In the end, after three months or something of grand jurying, the President pleaded “no contest” and resigned. It turned out, I believe, much later, that the real issue was that the President had let his driver's license expire. His primary panic at the moment was, "Oh my God. Here I am, the President of the university. I'm now driving around having just left the country club, my driver's license has expired, and I've hit a girl in a bicycle." He went home which, again, as I've said, is obviously not the thing to do. It's never the crime, it's the cover-up, right? But again, I do think, in some ways, the even more interesting aspect of the whole thing is what should he have done when the girl she didn't recognize him? Should he have said, "No, Miss. You're mistaken. I'm so sorry," and then brought down all of the difficulties that that might have resulted in or should he have decided—or is it surprising that he decided that he would move on? Let sleeping dogs lie? Nothing is lost here. Nobody is hurt, right? I think it's not surprising that he did what he did once he had made the first mistake, it's not surprising he made the second mistake. That was the end of the Nelson presidency. It was, however, an inspiration to several years’ worth of students on the Northern Star, I must say. The Star had, at the time, a very aggressive adviser, a fellow by the name of Thompson. I don't remember his first name but, anyway, who tended to be just basically anti-administration, anti-elites, and anti-intellectuals and generally not very friendly to anything other than student—Jerry Thompson is his name, and as I say, it was in the post-Watergate era of journalism and the students were very aggressive.

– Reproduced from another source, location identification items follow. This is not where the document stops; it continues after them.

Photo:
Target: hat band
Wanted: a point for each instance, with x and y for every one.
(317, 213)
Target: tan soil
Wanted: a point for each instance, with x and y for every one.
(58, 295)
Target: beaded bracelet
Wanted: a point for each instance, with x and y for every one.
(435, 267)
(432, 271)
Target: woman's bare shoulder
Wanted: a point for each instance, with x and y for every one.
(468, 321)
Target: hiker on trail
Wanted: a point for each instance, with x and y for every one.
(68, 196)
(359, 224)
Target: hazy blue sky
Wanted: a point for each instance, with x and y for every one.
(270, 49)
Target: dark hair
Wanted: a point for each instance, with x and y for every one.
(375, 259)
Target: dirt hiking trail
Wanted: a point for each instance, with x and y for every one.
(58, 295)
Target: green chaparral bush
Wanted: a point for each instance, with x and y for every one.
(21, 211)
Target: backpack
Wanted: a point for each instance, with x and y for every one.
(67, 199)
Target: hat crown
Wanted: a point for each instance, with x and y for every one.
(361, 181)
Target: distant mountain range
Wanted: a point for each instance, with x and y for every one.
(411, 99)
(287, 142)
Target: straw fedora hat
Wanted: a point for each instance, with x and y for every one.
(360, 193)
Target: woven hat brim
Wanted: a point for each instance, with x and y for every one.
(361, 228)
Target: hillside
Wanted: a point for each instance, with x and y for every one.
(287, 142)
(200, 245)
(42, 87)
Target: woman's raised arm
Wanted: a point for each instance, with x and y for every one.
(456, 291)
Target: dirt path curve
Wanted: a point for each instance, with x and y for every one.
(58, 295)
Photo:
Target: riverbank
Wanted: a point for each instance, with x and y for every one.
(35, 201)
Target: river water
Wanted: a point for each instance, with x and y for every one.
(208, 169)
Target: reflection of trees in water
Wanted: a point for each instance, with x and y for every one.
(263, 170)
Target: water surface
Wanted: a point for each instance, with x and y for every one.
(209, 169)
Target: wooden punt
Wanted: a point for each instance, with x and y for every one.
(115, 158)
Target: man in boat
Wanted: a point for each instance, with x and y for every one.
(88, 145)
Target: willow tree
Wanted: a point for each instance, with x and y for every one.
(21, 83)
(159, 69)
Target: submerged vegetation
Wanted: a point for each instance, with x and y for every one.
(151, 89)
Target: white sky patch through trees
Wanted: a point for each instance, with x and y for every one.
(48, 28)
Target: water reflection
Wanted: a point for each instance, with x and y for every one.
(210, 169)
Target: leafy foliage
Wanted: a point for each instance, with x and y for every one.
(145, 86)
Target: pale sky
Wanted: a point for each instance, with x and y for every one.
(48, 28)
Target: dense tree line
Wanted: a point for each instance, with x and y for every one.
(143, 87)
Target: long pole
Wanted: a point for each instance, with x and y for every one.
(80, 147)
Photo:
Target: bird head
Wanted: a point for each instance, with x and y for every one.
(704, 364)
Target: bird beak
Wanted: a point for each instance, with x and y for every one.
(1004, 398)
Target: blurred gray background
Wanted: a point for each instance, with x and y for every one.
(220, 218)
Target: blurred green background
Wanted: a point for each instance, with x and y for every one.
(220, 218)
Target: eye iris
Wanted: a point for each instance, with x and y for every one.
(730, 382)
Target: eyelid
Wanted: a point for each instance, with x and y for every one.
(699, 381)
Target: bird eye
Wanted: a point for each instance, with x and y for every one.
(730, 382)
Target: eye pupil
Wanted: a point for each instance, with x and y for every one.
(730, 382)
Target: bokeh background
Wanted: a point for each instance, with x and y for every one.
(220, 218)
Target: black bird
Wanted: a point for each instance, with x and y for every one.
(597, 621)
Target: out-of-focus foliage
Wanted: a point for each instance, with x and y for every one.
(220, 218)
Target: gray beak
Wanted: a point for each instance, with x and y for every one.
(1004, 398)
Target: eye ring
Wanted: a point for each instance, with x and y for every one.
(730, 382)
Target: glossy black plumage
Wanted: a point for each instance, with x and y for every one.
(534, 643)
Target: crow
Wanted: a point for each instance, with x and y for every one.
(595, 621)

If you move on past the Nelson and Monat administrations and you get to the Wingfield administration, where the Star really went nuts over the Wingfield appointment and dogged President [Clyde] Wingfield almost from the moment he was appointed, and that resulted in—President Wingfield had had a not entirely satisfactory run as the President of Old Westbury, which is a small institution in the Sunni system where he had gone through a divorce. It had been a very public nasty divorce, which had resulted in all kinds of negative press and so on and so on. That was not apparent to most of the people on campus when he was running for the presidency and appointed President, but it all came out the minute the Star started checking on the background of the person who had been appointed President then there were all these—If you look at the Northern Star from that period, it's full of photos of Old Westbury newspapers and so on, which was Fox News-like in their hysteria.

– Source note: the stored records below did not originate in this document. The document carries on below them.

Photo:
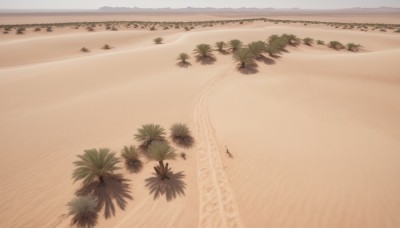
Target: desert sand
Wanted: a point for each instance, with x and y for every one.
(314, 134)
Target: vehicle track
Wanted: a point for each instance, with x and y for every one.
(218, 206)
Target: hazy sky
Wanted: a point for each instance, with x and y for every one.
(94, 4)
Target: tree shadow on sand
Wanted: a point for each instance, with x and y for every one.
(248, 69)
(266, 60)
(171, 188)
(206, 60)
(223, 52)
(115, 191)
(184, 64)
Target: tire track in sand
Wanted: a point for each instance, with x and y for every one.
(218, 206)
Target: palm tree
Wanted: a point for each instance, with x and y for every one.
(95, 164)
(149, 133)
(182, 57)
(180, 134)
(336, 45)
(308, 41)
(132, 160)
(203, 50)
(353, 47)
(235, 44)
(292, 39)
(257, 48)
(84, 49)
(220, 46)
(106, 47)
(83, 210)
(161, 151)
(244, 57)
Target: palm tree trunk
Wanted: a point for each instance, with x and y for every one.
(101, 180)
(164, 170)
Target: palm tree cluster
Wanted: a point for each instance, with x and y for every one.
(190, 25)
(154, 145)
(246, 55)
(98, 166)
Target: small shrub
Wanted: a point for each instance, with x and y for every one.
(20, 31)
(158, 40)
(84, 49)
(183, 57)
(106, 47)
(353, 47)
(132, 160)
(220, 46)
(308, 41)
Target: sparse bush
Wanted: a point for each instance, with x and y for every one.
(183, 57)
(20, 31)
(95, 164)
(83, 210)
(336, 45)
(203, 50)
(308, 41)
(84, 49)
(220, 46)
(158, 40)
(106, 47)
(180, 135)
(292, 39)
(244, 57)
(353, 47)
(132, 160)
(235, 44)
(149, 133)
(257, 48)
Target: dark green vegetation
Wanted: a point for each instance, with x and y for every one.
(190, 25)
(158, 40)
(336, 45)
(183, 57)
(247, 56)
(103, 189)
(95, 164)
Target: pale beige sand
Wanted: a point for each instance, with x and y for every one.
(314, 136)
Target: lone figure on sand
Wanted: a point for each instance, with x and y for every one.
(228, 153)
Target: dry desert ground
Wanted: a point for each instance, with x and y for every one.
(314, 132)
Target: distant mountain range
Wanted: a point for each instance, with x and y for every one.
(242, 9)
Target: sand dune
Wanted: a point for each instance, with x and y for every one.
(314, 134)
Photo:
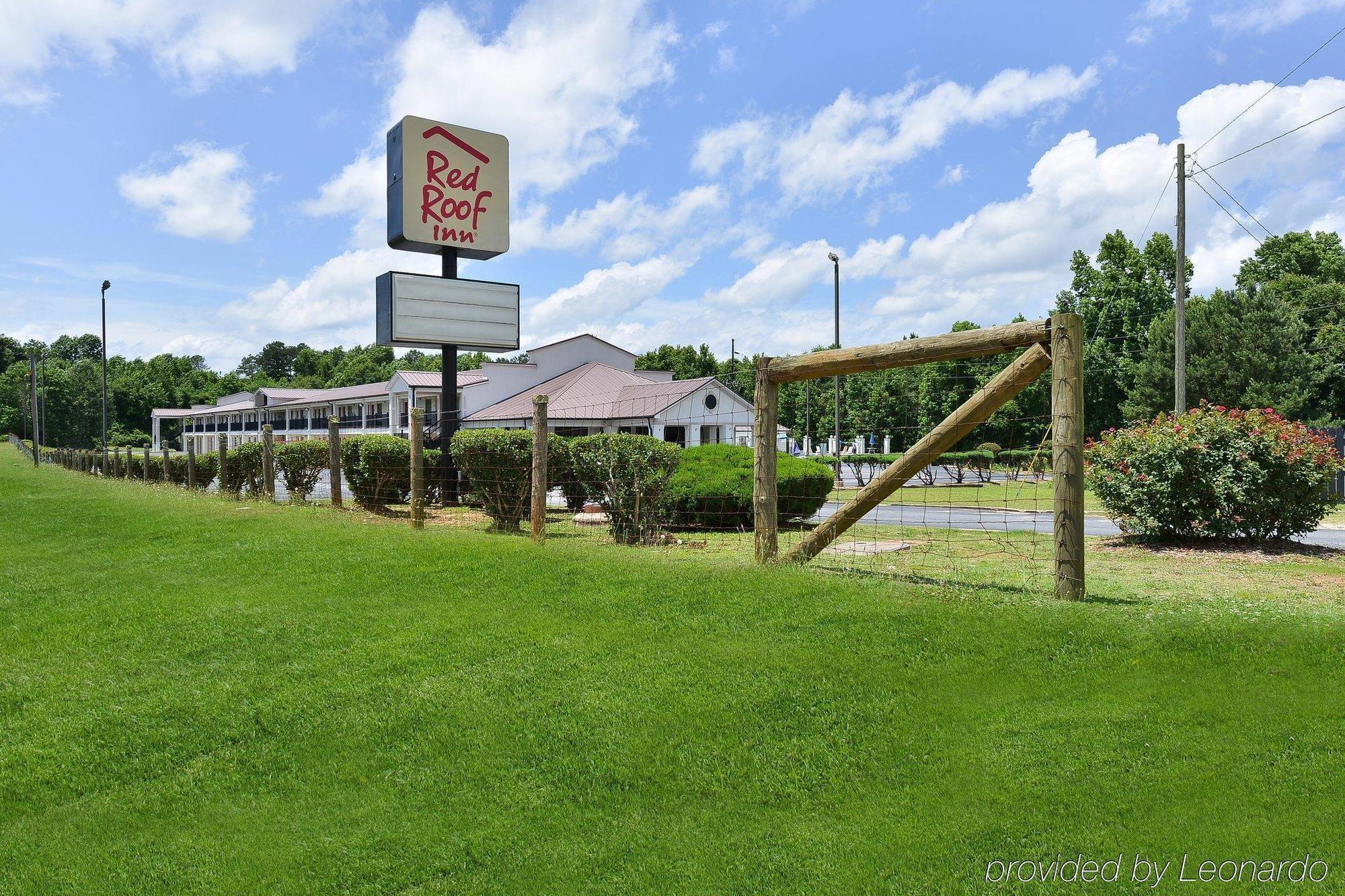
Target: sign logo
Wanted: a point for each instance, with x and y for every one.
(447, 189)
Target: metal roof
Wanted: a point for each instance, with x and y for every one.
(594, 392)
(432, 380)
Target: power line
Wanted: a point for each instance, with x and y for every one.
(1161, 194)
(1269, 92)
(1274, 139)
(1235, 201)
(1225, 210)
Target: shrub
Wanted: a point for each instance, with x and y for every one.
(1020, 459)
(302, 464)
(1214, 473)
(208, 467)
(377, 469)
(981, 463)
(629, 474)
(956, 463)
(500, 467)
(563, 475)
(178, 470)
(712, 487)
(245, 467)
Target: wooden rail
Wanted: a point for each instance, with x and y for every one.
(973, 412)
(950, 346)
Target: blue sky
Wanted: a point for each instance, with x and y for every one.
(680, 171)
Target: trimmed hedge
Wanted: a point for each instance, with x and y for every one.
(712, 487)
(498, 464)
(377, 469)
(301, 464)
(629, 474)
(1214, 473)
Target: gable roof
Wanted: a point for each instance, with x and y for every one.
(432, 380)
(583, 335)
(594, 392)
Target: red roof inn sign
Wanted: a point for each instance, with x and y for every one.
(447, 189)
(449, 196)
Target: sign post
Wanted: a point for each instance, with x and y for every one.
(447, 196)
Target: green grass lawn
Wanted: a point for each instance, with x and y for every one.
(205, 694)
(1023, 494)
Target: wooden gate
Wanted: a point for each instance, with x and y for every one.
(1055, 343)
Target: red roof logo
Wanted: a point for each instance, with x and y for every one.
(461, 145)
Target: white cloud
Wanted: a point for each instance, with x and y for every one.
(1013, 256)
(336, 296)
(952, 175)
(875, 259)
(204, 197)
(855, 143)
(196, 44)
(1269, 15)
(1141, 36)
(560, 77)
(605, 294)
(630, 227)
(781, 279)
(1167, 10)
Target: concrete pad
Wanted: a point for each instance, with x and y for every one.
(868, 548)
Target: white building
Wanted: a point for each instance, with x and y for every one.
(592, 386)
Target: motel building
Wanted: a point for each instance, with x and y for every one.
(592, 388)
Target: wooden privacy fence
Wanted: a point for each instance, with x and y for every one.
(1055, 343)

President Wingfield arrived with—it was a less than auspicious beginning. He then spent an enormous amount of money remodeling the President's House, which again, the Monat's had lived in the President's House for—I don't know, let me think—ten years or something like that as President raising kids. The house was not in the best possible shape. It's not unreasonable for the university to have decided it needed to be spiffed up. President Wingfield went a little overboard on the spiffing. So, there was that issue. There was also the fact that one of the things President Wingfield did, one of the moves he made very early in his administration, was to talk about outsourcing the food services in the Holmes Student Center, which was at the Blackhawk room was all staffed by local people, local cooks, local waiters and waitresses, local dish washers, the whole thing. Of course, some of those people were in civil service positions and had been in them for quite some time and had salaries that they could never have gotten in town doing food service work. President Wingfield was looking for cost efficiencies and began investigating other franchises which could come in to take on food services. Now we do this all the time now. The student body wants a Starbucks, we get the Starbucks. We don't hire a bunch of people from town to make coffee, [laughs] we go with whatever the student body wants but at the time, this had never been done. Everything on campus was locally managed and staffed and so on.

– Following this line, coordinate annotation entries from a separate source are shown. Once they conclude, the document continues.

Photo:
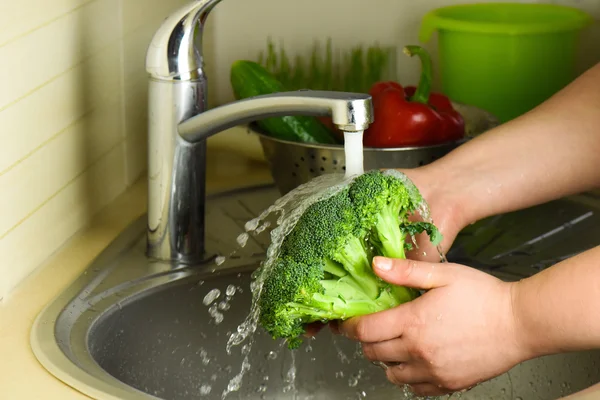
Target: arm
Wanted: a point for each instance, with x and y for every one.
(548, 153)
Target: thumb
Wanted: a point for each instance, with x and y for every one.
(415, 274)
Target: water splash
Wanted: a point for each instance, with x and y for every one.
(290, 377)
(288, 209)
(353, 152)
(211, 297)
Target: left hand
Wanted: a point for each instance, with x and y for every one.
(459, 333)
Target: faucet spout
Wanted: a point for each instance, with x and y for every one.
(349, 111)
(178, 125)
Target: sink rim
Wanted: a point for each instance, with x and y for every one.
(95, 381)
(99, 384)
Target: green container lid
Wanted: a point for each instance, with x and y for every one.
(505, 58)
(504, 19)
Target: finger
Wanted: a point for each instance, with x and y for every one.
(389, 351)
(311, 330)
(370, 328)
(407, 374)
(415, 274)
(428, 389)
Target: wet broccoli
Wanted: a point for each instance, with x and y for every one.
(323, 271)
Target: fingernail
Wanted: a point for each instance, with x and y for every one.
(382, 263)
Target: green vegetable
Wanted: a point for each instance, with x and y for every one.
(249, 79)
(323, 271)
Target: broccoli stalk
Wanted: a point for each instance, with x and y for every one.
(323, 271)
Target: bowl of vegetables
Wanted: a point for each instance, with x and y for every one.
(412, 127)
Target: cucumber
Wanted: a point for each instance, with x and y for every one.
(249, 79)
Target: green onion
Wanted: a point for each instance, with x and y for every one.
(353, 70)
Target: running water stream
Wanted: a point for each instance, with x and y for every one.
(288, 210)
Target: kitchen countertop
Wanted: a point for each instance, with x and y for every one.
(21, 376)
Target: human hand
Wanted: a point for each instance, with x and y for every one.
(446, 211)
(459, 333)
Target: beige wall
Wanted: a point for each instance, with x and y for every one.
(72, 118)
(73, 95)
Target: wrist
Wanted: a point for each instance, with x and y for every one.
(527, 341)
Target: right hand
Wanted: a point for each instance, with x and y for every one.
(446, 214)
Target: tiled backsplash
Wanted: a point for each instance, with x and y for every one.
(72, 118)
(73, 94)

There was a lot of concern within the operating staff side at the university about first the food services and then what? Then, they're going to outsource building services, and then they'll outsource grounds, and pretty soon nobody will have a job. There were a lot of people with a vested interest in President Wingfield's demise, I must say, and they began talking a great deal and spreading a lot of information both to the Star and the local paper about the cost of the remodeling of the President's House and so on. That got quite a lot of press. Then, I would have to say that I think the other institutions in the state, the other Presidents in the state, were watching all this thinking, "There, but for the grace of God." They were not implicated in this and they were watching it the way you watch a basketball game or something. On-campus, President Wingfield had made quite a number of other moves that were not popular with some parts of the institution, many folks on the faculty and so even on campus, people were watching this with, I should say, perhaps more interest than they otherwise would.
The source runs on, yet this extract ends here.